Demand tasks

  • Release version: Australia
  • Updated June 22, 2026
  • 2 minutes to read
  • Demand tasks are units of work within a demand that help you plan and organize initial activities before converting the demand into a work entity such as a product, feature, or enhancement.

    Demand task overview

    Demand tasks enable you to organize and track early-stage planning activities within the demand record before you convert a demand into a work entity such as a feature, product, or enhancement. Unlike project tasks, which track execution and drive project completion dates, demand tasks focus on planning and preparation. This fundamental difference shapes what demand tasks can do and how you use them.

    Examples of demand tasks include:

    • Gathering and documenting requirements from stakeholders
    • Conducting design or architecture reviews
    • Validating technical feasibility or dependencies
    • Completing business case analysis or ROI assessment
    • Conducting security, compliance, or impact assessments
    • Assigning resources for discovery or planning phases

    Demand tasks aren't appropriate for execution work. After the demand is approved and converted into a work entity such as a project or feature, execution work moves into project tasks.

    Assigning resources and tracking effort

    You can assign resources to demand tasks using the standard assignment fields. Resources assigned to demand tasks can submit time spent on them using a time card, enabling you to track actual effort and cost during the planning phase.

    Resource assignments on demand tasks aren't transferred to the work entity created from that demand. If you later convert the demand into a project or work item, you must reassign resources in the new work entity. Similarly, the time and cost tracked on demand tasks remain within the demand record and don't transfer to the resulting work entity.

    The actual cost for the demand task effort is derived from the hourly resource rate defined in the rate model, default labor rate, or default system property. The actual cost and effort for all demand tasks roll up to the associated demand. For more information, see Actual cost and effort calculations for demands.

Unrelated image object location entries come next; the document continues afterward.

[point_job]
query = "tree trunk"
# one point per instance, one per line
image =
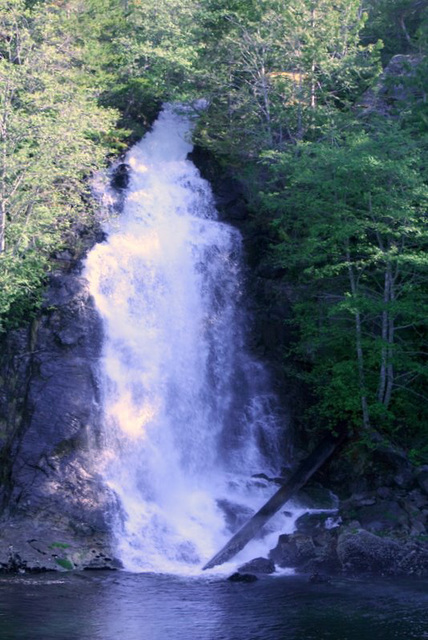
(307, 468)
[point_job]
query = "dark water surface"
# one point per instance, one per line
(122, 606)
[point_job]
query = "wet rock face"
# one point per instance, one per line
(120, 178)
(50, 417)
(258, 565)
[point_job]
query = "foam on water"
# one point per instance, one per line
(188, 413)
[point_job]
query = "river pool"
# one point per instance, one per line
(125, 606)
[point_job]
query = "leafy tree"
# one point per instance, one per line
(281, 69)
(352, 232)
(52, 135)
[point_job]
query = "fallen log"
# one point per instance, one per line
(305, 470)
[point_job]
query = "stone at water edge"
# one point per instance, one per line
(258, 565)
(242, 577)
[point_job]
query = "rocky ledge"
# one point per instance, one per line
(379, 532)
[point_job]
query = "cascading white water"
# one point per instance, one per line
(188, 413)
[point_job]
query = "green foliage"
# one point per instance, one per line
(278, 71)
(350, 219)
(64, 563)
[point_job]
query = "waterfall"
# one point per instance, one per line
(188, 413)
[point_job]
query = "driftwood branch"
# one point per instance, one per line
(306, 469)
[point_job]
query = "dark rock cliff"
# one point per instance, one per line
(51, 496)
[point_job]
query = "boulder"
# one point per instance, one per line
(120, 177)
(51, 411)
(242, 577)
(258, 565)
(365, 552)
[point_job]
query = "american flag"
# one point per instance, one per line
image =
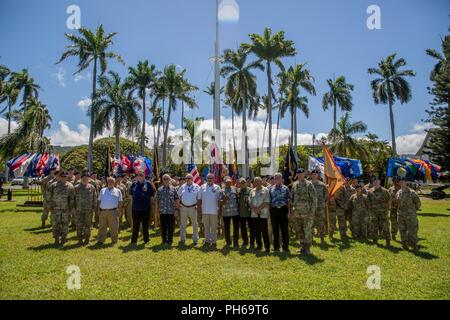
(192, 168)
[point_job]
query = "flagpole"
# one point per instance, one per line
(217, 81)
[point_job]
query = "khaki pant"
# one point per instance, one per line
(108, 219)
(190, 213)
(210, 223)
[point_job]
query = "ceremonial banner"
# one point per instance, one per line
(335, 178)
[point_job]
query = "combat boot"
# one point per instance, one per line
(404, 245)
(307, 249)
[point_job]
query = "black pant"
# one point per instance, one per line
(140, 217)
(227, 224)
(279, 220)
(260, 226)
(167, 227)
(244, 221)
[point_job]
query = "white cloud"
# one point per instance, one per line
(60, 76)
(84, 103)
(411, 143)
(79, 77)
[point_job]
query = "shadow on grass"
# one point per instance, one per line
(434, 215)
(132, 247)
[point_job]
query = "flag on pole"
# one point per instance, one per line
(335, 178)
(192, 169)
(290, 166)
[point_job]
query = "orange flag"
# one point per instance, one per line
(334, 176)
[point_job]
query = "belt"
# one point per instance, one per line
(188, 206)
(108, 209)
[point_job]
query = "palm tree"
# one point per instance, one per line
(23, 82)
(186, 89)
(240, 90)
(339, 94)
(172, 86)
(270, 48)
(282, 87)
(91, 47)
(142, 79)
(343, 142)
(391, 86)
(116, 106)
(298, 77)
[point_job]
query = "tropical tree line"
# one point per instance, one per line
(122, 104)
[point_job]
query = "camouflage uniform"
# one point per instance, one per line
(62, 199)
(408, 225)
(341, 201)
(349, 191)
(304, 203)
(393, 212)
(85, 203)
(320, 215)
(98, 186)
(45, 185)
(379, 200)
(360, 215)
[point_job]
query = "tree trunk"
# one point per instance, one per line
(91, 130)
(269, 104)
(391, 116)
(166, 134)
(334, 115)
(117, 134)
(245, 173)
(143, 124)
(295, 129)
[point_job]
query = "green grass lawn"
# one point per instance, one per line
(31, 267)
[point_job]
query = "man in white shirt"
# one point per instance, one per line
(208, 198)
(188, 208)
(109, 205)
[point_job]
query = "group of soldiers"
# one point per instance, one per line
(370, 211)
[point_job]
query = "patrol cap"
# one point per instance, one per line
(63, 173)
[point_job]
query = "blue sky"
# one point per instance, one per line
(330, 35)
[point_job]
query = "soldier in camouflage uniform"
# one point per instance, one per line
(394, 207)
(379, 201)
(341, 199)
(98, 186)
(86, 204)
(304, 203)
(360, 213)
(408, 204)
(320, 217)
(45, 184)
(62, 203)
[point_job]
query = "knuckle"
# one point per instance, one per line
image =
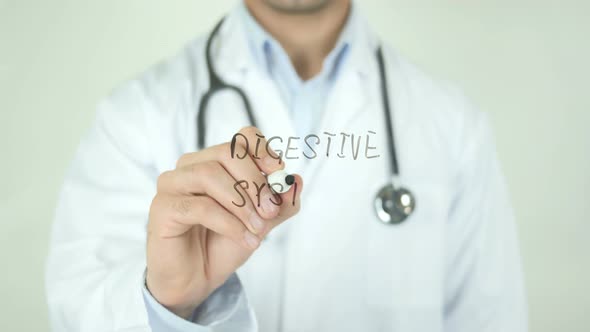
(182, 207)
(209, 169)
(249, 131)
(163, 180)
(183, 160)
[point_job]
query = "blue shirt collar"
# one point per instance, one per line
(268, 53)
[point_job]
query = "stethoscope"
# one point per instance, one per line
(393, 204)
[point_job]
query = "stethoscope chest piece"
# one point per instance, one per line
(394, 205)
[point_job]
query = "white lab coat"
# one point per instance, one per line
(452, 266)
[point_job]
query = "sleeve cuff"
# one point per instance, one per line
(226, 309)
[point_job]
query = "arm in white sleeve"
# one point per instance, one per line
(95, 269)
(484, 286)
(220, 312)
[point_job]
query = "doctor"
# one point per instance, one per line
(146, 236)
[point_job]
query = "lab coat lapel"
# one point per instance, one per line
(237, 66)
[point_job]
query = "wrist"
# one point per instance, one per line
(182, 301)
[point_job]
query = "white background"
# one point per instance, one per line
(526, 64)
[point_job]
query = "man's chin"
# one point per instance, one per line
(297, 7)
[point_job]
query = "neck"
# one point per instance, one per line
(307, 37)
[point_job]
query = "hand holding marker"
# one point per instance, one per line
(196, 237)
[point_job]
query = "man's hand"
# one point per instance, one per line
(196, 236)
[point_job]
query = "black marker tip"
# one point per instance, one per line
(289, 179)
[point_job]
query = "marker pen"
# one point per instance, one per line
(280, 181)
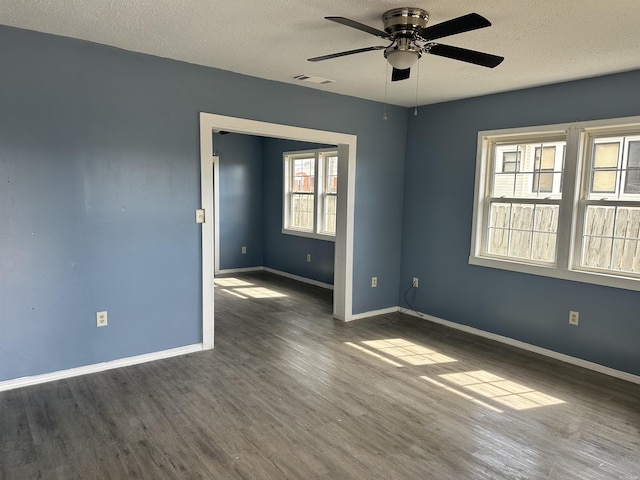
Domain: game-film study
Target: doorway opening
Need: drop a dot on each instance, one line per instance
(343, 262)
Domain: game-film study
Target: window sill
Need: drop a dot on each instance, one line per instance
(316, 236)
(593, 278)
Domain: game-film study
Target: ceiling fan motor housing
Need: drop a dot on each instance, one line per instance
(402, 24)
(404, 21)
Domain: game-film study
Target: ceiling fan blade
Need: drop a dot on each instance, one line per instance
(465, 55)
(466, 23)
(342, 54)
(398, 74)
(359, 26)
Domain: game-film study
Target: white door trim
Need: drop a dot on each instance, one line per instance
(216, 214)
(343, 267)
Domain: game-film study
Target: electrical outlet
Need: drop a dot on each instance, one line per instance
(574, 317)
(101, 319)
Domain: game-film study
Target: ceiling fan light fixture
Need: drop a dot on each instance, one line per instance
(402, 59)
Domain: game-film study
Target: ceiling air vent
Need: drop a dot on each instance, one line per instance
(312, 79)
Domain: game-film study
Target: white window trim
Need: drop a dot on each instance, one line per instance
(571, 206)
(319, 180)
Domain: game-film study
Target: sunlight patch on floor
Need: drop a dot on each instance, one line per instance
(231, 282)
(498, 389)
(461, 394)
(259, 292)
(243, 289)
(408, 352)
(373, 354)
(226, 290)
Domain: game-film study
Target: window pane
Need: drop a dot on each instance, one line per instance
(606, 155)
(546, 218)
(528, 170)
(611, 238)
(625, 256)
(302, 211)
(599, 221)
(329, 220)
(596, 252)
(331, 181)
(604, 181)
(632, 179)
(498, 241)
(543, 176)
(304, 175)
(628, 223)
(526, 231)
(544, 247)
(511, 162)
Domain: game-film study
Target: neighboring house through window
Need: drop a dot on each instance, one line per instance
(561, 201)
(310, 193)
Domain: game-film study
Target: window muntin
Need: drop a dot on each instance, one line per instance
(523, 208)
(561, 201)
(330, 193)
(310, 193)
(611, 206)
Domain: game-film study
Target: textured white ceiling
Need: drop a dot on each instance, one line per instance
(543, 41)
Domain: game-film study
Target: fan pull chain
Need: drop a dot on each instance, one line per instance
(386, 84)
(415, 110)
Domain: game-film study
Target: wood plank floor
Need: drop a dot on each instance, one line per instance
(289, 393)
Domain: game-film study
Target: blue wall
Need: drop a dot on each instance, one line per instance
(241, 199)
(288, 253)
(438, 202)
(251, 179)
(100, 175)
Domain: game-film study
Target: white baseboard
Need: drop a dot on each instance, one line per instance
(298, 278)
(629, 377)
(239, 270)
(276, 272)
(97, 367)
(373, 313)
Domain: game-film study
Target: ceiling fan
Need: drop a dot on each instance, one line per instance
(406, 29)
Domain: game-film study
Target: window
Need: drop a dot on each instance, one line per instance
(310, 193)
(561, 201)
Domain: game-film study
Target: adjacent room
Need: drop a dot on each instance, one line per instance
(244, 240)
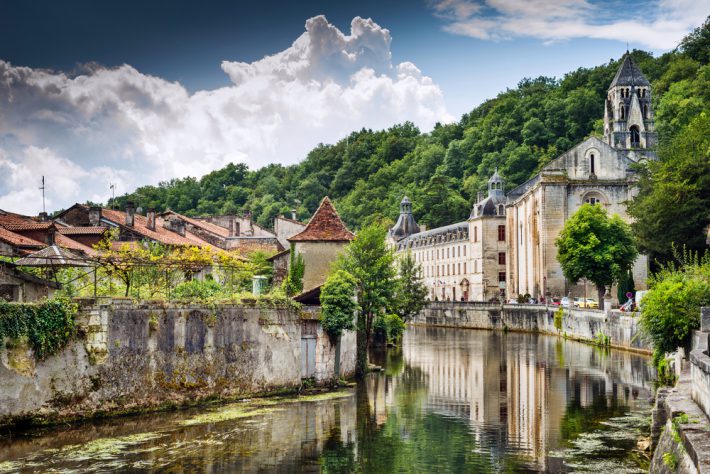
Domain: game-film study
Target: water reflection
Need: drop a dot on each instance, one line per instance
(448, 401)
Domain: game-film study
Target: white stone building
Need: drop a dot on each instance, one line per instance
(595, 171)
(463, 261)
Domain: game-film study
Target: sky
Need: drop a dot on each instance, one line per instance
(138, 92)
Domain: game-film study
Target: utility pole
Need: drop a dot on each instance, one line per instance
(42, 188)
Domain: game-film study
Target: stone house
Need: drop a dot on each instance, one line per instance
(464, 261)
(321, 241)
(595, 171)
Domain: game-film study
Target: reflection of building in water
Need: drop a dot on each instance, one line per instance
(514, 389)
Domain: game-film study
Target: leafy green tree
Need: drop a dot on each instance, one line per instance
(411, 293)
(597, 247)
(337, 298)
(371, 263)
(670, 311)
(673, 203)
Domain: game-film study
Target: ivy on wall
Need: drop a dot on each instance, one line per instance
(48, 326)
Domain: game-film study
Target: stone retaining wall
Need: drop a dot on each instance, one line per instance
(132, 356)
(621, 330)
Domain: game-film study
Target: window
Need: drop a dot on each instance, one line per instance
(635, 137)
(591, 163)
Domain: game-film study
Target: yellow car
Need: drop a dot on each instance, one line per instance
(588, 303)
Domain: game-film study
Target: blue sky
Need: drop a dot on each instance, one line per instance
(134, 92)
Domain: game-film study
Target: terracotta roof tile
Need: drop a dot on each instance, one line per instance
(325, 225)
(92, 230)
(208, 226)
(19, 240)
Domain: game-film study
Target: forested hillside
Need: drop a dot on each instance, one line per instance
(518, 131)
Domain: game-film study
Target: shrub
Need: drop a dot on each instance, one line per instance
(338, 302)
(48, 326)
(197, 290)
(671, 308)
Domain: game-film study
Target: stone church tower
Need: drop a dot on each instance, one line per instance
(628, 116)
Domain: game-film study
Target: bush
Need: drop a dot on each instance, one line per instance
(671, 308)
(48, 326)
(197, 290)
(337, 299)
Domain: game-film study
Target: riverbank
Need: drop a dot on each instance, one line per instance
(608, 328)
(138, 357)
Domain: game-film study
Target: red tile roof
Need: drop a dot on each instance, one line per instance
(28, 226)
(81, 230)
(325, 225)
(72, 244)
(208, 226)
(160, 234)
(18, 240)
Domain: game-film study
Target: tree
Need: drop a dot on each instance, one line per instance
(411, 293)
(673, 203)
(370, 262)
(597, 247)
(671, 309)
(337, 299)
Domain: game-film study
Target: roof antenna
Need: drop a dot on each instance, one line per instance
(112, 187)
(42, 188)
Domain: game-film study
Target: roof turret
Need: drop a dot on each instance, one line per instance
(629, 74)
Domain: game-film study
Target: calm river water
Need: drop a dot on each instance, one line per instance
(447, 401)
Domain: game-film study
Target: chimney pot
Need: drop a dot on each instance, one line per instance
(130, 213)
(150, 218)
(94, 216)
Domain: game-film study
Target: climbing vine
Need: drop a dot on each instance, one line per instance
(48, 326)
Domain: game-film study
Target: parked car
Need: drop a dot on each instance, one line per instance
(588, 303)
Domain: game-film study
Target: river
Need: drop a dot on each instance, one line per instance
(448, 400)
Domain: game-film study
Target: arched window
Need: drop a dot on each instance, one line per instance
(635, 137)
(591, 163)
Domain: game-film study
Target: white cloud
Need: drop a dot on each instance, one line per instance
(660, 24)
(122, 126)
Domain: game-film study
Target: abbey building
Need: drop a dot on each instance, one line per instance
(507, 246)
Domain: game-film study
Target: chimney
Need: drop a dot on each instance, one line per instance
(94, 216)
(150, 217)
(130, 213)
(50, 235)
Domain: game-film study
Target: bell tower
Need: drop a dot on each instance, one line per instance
(628, 116)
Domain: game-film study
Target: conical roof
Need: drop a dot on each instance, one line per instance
(629, 74)
(325, 225)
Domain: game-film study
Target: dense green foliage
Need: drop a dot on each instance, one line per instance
(670, 311)
(337, 298)
(48, 325)
(597, 247)
(371, 263)
(411, 293)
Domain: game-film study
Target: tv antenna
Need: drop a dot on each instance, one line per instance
(43, 188)
(112, 186)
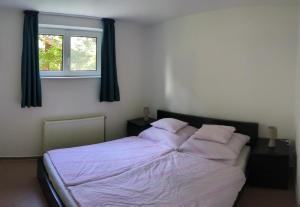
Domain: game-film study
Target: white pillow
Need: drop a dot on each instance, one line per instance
(215, 133)
(169, 124)
(167, 138)
(215, 150)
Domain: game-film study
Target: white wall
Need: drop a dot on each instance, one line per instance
(236, 63)
(21, 129)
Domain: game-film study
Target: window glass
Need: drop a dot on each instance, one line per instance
(51, 52)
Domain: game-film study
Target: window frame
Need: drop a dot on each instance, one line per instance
(67, 32)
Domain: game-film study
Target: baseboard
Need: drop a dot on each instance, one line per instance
(21, 158)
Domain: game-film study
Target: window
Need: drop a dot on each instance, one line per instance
(69, 52)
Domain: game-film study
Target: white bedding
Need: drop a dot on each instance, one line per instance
(176, 179)
(68, 199)
(93, 162)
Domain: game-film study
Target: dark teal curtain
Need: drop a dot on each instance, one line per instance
(30, 80)
(109, 91)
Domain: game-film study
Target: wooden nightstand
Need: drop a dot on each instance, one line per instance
(269, 167)
(135, 126)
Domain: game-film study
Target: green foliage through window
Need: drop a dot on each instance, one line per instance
(51, 52)
(83, 53)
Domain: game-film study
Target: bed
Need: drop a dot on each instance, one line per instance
(85, 191)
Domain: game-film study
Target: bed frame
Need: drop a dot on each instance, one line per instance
(250, 129)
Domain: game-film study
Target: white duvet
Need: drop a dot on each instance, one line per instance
(173, 180)
(78, 165)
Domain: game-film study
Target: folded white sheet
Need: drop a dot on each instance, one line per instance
(175, 179)
(94, 162)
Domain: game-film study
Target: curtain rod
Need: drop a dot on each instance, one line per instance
(70, 15)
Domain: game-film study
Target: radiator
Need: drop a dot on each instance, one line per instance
(73, 132)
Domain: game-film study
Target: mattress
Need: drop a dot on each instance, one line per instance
(176, 179)
(78, 165)
(69, 201)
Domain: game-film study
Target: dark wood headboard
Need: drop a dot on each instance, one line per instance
(247, 128)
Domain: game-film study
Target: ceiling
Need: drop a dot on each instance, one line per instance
(143, 11)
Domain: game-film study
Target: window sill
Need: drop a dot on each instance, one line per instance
(69, 77)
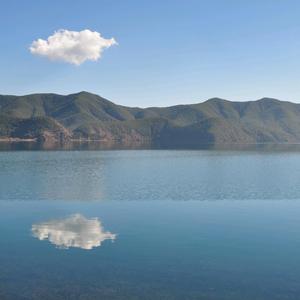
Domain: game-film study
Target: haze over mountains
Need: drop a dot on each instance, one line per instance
(85, 116)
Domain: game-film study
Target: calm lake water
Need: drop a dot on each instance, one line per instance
(150, 224)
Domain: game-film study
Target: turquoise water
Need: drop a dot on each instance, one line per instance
(149, 224)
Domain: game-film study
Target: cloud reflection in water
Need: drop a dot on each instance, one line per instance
(74, 231)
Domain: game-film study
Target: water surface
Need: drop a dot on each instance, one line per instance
(149, 224)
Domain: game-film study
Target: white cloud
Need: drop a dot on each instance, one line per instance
(73, 231)
(74, 47)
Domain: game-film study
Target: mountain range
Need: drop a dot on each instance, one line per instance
(88, 117)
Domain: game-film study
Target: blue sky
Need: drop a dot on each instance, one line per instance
(168, 52)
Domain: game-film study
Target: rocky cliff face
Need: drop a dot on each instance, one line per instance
(85, 117)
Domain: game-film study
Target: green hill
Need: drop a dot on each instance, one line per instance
(85, 116)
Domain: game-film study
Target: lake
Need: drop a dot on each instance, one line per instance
(150, 224)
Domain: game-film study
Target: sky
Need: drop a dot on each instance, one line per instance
(153, 53)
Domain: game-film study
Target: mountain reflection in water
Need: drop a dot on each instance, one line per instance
(73, 231)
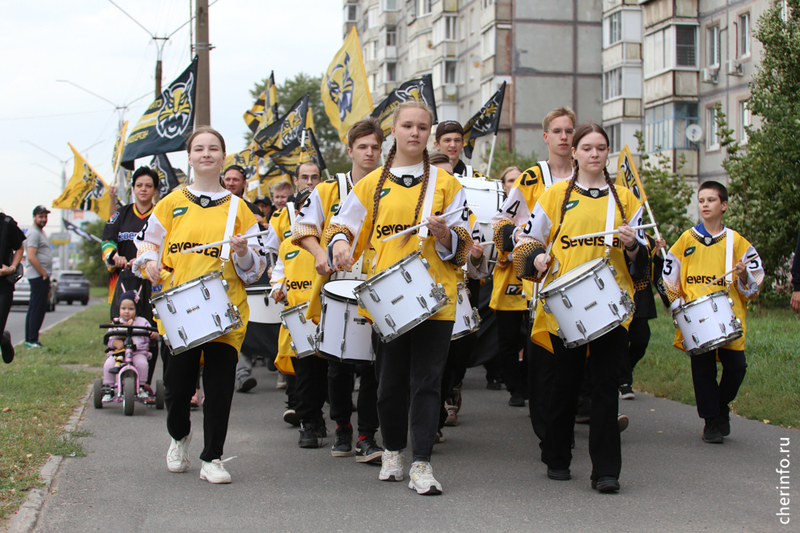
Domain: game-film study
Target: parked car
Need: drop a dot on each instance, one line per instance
(71, 285)
(22, 293)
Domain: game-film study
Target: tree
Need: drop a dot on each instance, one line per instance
(764, 191)
(667, 192)
(91, 261)
(289, 92)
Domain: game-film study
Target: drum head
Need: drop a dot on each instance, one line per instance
(341, 289)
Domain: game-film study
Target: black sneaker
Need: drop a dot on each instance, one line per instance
(309, 436)
(343, 446)
(368, 451)
(6, 347)
(711, 432)
(606, 484)
(724, 421)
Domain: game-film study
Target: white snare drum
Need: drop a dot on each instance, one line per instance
(196, 312)
(302, 330)
(343, 334)
(707, 323)
(468, 320)
(401, 297)
(354, 273)
(263, 309)
(484, 197)
(586, 302)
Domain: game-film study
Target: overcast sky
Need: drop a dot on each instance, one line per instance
(93, 44)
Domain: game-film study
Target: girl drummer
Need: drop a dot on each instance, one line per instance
(568, 209)
(410, 366)
(195, 215)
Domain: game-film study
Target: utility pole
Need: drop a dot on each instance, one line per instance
(202, 115)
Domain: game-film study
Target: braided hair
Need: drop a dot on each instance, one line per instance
(582, 131)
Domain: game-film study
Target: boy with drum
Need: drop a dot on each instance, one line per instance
(364, 147)
(694, 268)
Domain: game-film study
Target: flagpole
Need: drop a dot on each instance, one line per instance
(491, 156)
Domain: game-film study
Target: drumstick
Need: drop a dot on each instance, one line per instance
(713, 281)
(612, 232)
(226, 241)
(412, 228)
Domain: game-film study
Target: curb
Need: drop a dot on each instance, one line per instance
(24, 521)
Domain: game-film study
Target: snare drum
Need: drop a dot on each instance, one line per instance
(263, 309)
(401, 297)
(586, 302)
(484, 198)
(468, 319)
(303, 331)
(343, 334)
(707, 323)
(196, 312)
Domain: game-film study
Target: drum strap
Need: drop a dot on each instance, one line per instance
(609, 239)
(729, 255)
(546, 176)
(233, 208)
(427, 205)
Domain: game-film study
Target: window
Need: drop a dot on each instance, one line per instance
(613, 28)
(743, 39)
(712, 130)
(351, 13)
(712, 45)
(614, 133)
(450, 72)
(669, 48)
(612, 84)
(745, 120)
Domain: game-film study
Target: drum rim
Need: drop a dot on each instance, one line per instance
(551, 289)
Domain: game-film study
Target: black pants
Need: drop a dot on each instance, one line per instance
(638, 338)
(541, 375)
(37, 307)
(604, 440)
(311, 387)
(180, 382)
(510, 341)
(341, 379)
(409, 372)
(712, 396)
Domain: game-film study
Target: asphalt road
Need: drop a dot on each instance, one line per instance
(16, 318)
(489, 467)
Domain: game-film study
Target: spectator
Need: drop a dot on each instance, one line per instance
(39, 268)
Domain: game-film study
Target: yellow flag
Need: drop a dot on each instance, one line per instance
(627, 175)
(85, 190)
(345, 92)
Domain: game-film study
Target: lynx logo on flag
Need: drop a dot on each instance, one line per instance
(420, 89)
(627, 175)
(165, 123)
(85, 190)
(344, 89)
(485, 121)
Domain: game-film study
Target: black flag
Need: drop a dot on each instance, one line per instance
(165, 124)
(419, 89)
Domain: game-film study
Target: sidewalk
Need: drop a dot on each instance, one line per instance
(489, 467)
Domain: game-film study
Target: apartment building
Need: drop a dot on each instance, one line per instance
(547, 51)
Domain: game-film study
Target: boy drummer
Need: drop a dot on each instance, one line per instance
(702, 254)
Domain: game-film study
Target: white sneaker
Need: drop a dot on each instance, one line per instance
(178, 454)
(422, 480)
(214, 472)
(391, 466)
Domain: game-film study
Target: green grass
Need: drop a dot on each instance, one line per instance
(39, 391)
(771, 388)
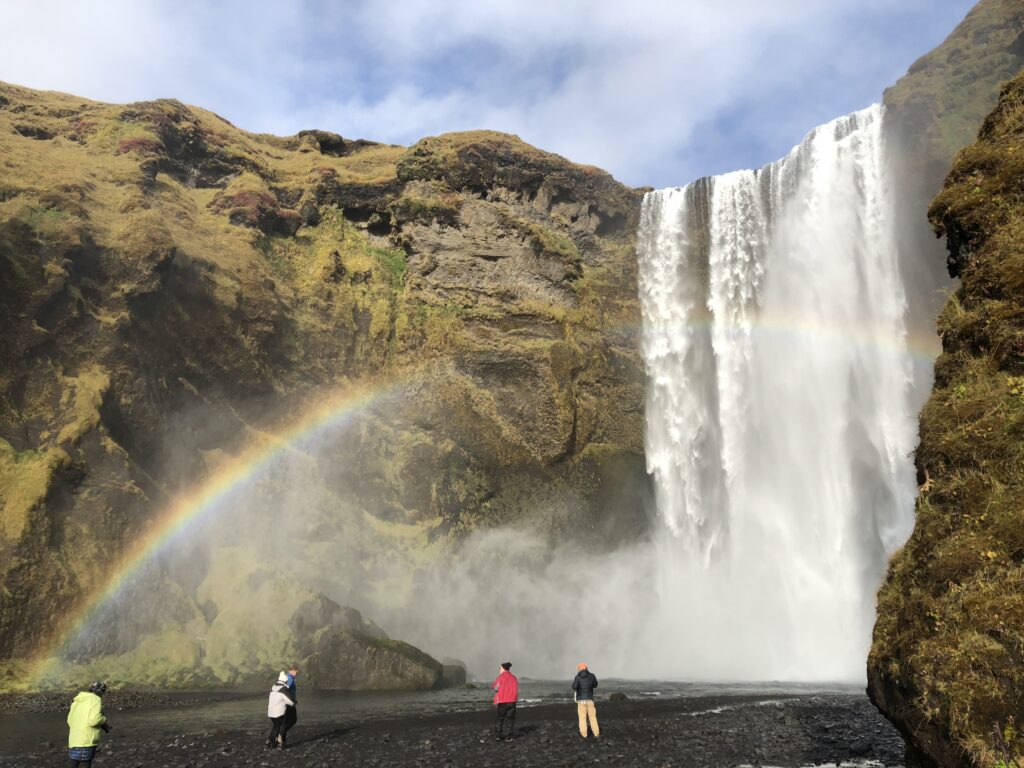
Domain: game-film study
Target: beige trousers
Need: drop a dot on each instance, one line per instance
(587, 710)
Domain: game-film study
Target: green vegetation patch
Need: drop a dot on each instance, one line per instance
(950, 624)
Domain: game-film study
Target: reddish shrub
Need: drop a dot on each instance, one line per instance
(140, 144)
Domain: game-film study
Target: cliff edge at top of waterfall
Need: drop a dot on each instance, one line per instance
(947, 662)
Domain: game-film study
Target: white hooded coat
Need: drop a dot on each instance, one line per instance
(281, 697)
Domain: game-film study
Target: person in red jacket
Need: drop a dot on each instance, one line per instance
(506, 688)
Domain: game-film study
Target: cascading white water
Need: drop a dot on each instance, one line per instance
(780, 417)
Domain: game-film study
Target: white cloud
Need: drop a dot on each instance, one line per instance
(620, 85)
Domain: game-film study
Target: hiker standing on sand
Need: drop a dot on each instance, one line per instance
(584, 685)
(85, 720)
(281, 710)
(506, 688)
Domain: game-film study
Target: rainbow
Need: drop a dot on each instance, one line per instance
(210, 497)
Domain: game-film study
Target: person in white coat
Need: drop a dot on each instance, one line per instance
(276, 710)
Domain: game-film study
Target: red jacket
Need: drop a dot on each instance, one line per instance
(506, 688)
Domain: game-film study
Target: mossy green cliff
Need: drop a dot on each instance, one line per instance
(947, 662)
(173, 288)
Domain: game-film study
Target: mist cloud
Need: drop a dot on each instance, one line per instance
(656, 92)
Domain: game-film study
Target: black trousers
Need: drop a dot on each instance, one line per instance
(506, 717)
(283, 724)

    Differences from project tasks

    Because demand tasks are used for early-stage planning and not execution tracking so they don't support some features that project tasks do:
    • Planned dates, actual dates, and original dates aren't supported in demand tasks.
    • The due date indicates when the task is targeted for completion and doesn't affect the demand workflow. Project tasks affect project completion dates when planned dates and actual dates are changed.
    • Nested demand tasks aren't supported.
    • Task constraints such as Start ASAP and Start on a specific date aren't supported.
    • Execution types such as Agile, Waterfall, or Hybrid aren't supported.